If you are confronted with a Windows 95 installation which worked fine for
several years, and ceased to work due to unexpected need to upgrade the PC
from a 300MHz processor based one to a 1.7GHz processor based one (due to
a driver which ceases to work when the clock frequency is higher than
1GHz; and an updated driver needs the OSR2 variant of Windows 95, which
you don't have because yours is an Hebrew version and Microsoft didn't
develop an OSR2 variant for Hebrew), then you can appreciate the option of
virtualizing your OS installation and making it immune of future hardware
upgrades. 

> The VMware people are investing their efforts on VMWare ESX and GSX. I tested 
> their VMWare ESX and it's a really great. Install it on a very high end server 
> (4+ processors, 16GB RAM with plenty of disk space) and install to your client 
> their KVM clients - and it works like a charm. You'll get a Red Hat 6.2 console 
> on the server and the scripting stuff to do tasks between VM's is really 
> amazing (do some scripts, ask the script to reboot some vm to do something, 
> switch live to another vm with another OS - really cool stuff) but it costs few 
> thousand dollars. The GSX version is for something like 4 guest OS's running in 
> 1 machine (you need 2+ processors, 2GB RAM etc)...

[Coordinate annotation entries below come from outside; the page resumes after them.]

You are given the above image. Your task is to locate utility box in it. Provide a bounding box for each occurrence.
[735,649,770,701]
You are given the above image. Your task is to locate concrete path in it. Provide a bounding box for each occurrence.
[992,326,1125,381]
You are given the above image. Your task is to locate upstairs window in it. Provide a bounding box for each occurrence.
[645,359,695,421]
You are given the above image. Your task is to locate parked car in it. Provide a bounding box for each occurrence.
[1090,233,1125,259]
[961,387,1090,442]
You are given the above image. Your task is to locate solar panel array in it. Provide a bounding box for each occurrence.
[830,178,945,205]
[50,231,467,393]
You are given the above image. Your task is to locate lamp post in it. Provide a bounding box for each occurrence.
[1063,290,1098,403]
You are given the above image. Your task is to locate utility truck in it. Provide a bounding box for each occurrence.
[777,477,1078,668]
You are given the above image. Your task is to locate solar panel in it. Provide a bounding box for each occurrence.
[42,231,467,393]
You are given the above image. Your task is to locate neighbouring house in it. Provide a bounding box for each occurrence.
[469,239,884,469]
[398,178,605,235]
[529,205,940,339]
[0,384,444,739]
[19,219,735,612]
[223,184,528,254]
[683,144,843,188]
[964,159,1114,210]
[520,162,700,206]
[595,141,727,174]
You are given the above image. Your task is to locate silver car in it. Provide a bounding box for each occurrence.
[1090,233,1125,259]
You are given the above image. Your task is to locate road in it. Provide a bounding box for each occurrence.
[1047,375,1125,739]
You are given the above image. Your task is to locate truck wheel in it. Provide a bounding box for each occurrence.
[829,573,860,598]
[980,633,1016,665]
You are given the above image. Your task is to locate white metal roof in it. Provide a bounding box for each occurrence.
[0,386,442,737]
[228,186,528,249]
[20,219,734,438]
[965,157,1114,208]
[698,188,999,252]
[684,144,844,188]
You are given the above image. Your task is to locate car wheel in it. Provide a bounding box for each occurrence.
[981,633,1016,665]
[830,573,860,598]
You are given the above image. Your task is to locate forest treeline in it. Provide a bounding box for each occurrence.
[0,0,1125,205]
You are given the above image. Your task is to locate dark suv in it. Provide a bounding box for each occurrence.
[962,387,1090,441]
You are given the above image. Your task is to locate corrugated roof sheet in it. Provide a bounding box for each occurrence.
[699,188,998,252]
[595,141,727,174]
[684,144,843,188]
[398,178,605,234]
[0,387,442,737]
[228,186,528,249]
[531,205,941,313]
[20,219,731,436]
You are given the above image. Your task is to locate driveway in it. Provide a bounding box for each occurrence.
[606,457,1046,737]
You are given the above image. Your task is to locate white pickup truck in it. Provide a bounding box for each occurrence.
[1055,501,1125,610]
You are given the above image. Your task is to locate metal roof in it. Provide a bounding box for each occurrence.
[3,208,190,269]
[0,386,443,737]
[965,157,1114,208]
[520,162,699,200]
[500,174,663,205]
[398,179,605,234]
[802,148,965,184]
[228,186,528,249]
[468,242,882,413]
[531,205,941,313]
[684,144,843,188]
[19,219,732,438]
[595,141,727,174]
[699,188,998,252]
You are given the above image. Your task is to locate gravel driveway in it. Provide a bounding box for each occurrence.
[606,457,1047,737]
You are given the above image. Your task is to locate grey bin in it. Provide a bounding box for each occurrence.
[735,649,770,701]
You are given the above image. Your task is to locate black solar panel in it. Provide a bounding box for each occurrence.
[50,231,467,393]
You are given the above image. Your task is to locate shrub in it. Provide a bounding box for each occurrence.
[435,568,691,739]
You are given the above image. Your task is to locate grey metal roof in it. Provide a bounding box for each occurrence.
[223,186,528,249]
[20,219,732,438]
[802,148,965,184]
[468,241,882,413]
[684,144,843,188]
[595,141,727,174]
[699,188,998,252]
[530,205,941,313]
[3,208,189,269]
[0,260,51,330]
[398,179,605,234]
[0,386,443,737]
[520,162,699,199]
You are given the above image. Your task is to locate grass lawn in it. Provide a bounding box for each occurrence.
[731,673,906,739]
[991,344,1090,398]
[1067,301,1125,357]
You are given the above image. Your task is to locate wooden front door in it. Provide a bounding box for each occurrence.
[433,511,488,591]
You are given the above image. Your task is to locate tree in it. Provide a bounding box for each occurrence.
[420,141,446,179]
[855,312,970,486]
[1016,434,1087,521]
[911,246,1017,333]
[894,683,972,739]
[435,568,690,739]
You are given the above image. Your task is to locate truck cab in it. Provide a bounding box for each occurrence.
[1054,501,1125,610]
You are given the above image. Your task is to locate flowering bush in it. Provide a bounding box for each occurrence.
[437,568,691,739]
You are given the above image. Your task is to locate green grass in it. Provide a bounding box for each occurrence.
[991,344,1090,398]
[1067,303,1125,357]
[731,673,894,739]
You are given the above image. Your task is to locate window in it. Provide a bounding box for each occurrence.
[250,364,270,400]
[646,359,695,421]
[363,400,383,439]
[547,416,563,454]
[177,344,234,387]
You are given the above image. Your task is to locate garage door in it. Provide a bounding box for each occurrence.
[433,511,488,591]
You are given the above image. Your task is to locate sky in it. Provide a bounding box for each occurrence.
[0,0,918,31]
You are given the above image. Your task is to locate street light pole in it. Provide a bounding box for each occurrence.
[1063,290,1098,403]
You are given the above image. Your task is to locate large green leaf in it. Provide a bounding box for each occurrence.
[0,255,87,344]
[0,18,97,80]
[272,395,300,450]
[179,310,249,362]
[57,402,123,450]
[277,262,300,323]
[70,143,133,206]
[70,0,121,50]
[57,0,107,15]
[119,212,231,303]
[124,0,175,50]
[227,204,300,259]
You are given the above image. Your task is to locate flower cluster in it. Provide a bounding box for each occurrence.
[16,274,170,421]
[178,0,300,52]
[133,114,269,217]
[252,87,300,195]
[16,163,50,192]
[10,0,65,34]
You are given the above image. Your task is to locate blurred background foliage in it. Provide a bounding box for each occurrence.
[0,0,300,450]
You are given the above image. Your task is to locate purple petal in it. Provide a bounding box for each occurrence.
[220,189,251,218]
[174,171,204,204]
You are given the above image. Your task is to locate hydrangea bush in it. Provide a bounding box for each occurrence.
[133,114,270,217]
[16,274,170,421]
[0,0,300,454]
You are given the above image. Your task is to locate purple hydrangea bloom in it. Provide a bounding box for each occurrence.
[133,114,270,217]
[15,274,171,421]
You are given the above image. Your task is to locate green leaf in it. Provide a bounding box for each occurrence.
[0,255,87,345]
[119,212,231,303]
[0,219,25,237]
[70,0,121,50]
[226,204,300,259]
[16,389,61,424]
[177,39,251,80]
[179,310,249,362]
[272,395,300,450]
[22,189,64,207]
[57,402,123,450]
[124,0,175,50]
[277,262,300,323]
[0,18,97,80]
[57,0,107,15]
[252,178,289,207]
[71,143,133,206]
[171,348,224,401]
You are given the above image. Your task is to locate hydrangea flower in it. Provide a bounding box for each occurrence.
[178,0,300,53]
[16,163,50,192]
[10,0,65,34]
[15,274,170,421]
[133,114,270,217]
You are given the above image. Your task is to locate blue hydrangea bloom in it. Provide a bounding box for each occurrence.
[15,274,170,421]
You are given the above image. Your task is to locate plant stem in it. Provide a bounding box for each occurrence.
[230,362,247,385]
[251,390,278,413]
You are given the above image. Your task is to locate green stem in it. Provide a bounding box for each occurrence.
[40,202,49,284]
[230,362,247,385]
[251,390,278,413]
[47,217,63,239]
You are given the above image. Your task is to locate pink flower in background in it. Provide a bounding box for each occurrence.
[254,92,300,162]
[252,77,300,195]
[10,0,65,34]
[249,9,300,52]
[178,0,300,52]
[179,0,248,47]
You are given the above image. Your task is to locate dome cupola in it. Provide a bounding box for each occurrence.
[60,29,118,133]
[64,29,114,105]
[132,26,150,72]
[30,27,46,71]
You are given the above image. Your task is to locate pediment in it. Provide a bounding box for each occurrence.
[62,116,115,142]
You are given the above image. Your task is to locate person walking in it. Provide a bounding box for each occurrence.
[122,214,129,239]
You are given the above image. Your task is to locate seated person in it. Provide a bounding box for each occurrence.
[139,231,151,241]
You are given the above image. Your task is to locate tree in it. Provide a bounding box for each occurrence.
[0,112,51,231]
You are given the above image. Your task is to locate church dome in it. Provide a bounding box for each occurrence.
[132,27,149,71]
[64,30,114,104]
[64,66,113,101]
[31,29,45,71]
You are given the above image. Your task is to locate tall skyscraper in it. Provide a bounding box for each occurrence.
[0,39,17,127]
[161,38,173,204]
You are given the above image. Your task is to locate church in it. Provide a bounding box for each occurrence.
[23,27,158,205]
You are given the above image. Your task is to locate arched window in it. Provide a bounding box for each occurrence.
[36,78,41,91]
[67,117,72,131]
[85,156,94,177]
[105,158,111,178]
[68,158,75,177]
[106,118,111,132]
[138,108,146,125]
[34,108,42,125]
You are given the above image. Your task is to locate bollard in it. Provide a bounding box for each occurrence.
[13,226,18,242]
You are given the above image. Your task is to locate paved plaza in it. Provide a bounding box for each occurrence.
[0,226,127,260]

So VMware are focused on the high-end market, and VMware won't be
immediately useful for private consumers.  From what I see, they'll have a
potential if they ever decide to pay attention also to consumer market. 

> On the other hand I do see some bright future to ... wine. I've been
> talking on the phone with Jeremy White (CEO of CodeWeavers) and they'll
> publish soon their road-map. Their current work shows some really cool
> progress, with multiple windows versions emulation (to run several
> versions of the same app without chocking your machine), and lots of
> applications supported (office stuff, multimedia stuff soon (so video
> will be shown way better), and other stuff..

There is one fundamental limitation of wine, which VMware does not have: 
As Microsoft put out new versions of their OSes, they add new APIs, and
the wine developers need to run at full speed, to keep up with Microsoft. 

VMware operates at a different level, and essentially they need to run to
keep up only for optimizing their products to work well with a new guest
OS (panics under RedHat 8.0 etc. notwithstanding - I guess they were
caused by optimizations, which relied upon assumptions, which were
broken for 1st time by RedHat 8.0). 

In summary:
Hetz, thanks for the additional information, food for thought and
opportunity to think aloud about those issues.